Current Inspector: Jacquelyn Kabiri (703) 397-3017

Inspection Date: May 7, 2019 and May 17, 2019

Complaint Related: Yes

Areas Reviewed:
22VAC40-73 RESIDENT CARE AND RELATED SERVICES

Comments:
Unannounced complaint inspections were conducted on 5/7/19 and 5/17/2019, in response to a complaint that was received by the licensing office on 4/30/19 regarding resident care and related services. Resident record observed, interviews were conducted and facility documentation was reviewed. The allegation regarding standard 550.C was not valid, as the evidence gathered did not support the allegation. The allegation regarding standard 460.H was determined to be valid, as a preponderance of evidence gathered during the investigation supported the allegation. An exit meeting was held. Areas of non-compliance are identified on the violation notice. Please complete the 'plan of correction' and 'date to be corrected' for each violation cited on the violation notice and return to the licensing office within 10 calendar days. Please specify how the deficient practice will be or has been corrected. Just writing the word 'corrected' is not acceptable. The 'plan of correction' must contain: 1) Steps to correct the non-compliance with the standards, 2) Measures to prevent the non-compliance from occurring again, and 3) Person responsible for implementing each step and/or monitoring any preventative measures. Thank you for your cooperation and if you have any questions, contact me via e-mail at m.massenberg@dss.virginia.gov.

Violations:
Standard #: 22VAC40-73-460-H
Complaint related: Yes
Description: Based on documentation, the facility failed to ensure that personal assistance and care are provided to each resident as necessary so that the needs of the resident are met, including assistance or care with: Bathing - at least twice a week, but more often if needed or desired. Evidence: Resident #1's shower record, from March - April 2019, was reviewed during the inspection. Resident #1's UAI, dated 12/1/18, states that the resident needs physical assistance for bathing. According to the shower record, Resident #1 received six showers over the course of seven weeks (3/10/19 - 4/27/19). No documentation of shower refusals was provided, during the inspection.

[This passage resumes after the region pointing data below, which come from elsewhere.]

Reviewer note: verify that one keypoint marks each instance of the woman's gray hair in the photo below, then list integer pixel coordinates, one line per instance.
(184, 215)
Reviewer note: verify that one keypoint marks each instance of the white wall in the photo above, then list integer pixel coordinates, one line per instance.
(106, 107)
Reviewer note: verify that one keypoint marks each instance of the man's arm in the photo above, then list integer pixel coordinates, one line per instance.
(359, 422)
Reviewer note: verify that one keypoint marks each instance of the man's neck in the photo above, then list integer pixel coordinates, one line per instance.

Plan of Correction: Resident #1 had a shower record that was being used but staff were not putting the refusals or bed baths. Staff were retrained and told any attempt and/or refusal has to be documented to make sure we are in compliance. An audit of all staff shower records will be completed to identify any other missing records. All staff will be retrained during staff meeting to make sure they are aware that refusals must also be documented. The DON and/or designee will check shower records on rounds and make sure staff are following procedures. The DON and/or designee will do monthly audits on all shower records to ensure all necessary information is documented.

Disclaimer:
This information is provided by the Virginia Department of Social Services, which neither endorses any facility nor guarantees that the information is complete. It should not be used as the sole source in evaluating and/or selecting a facility.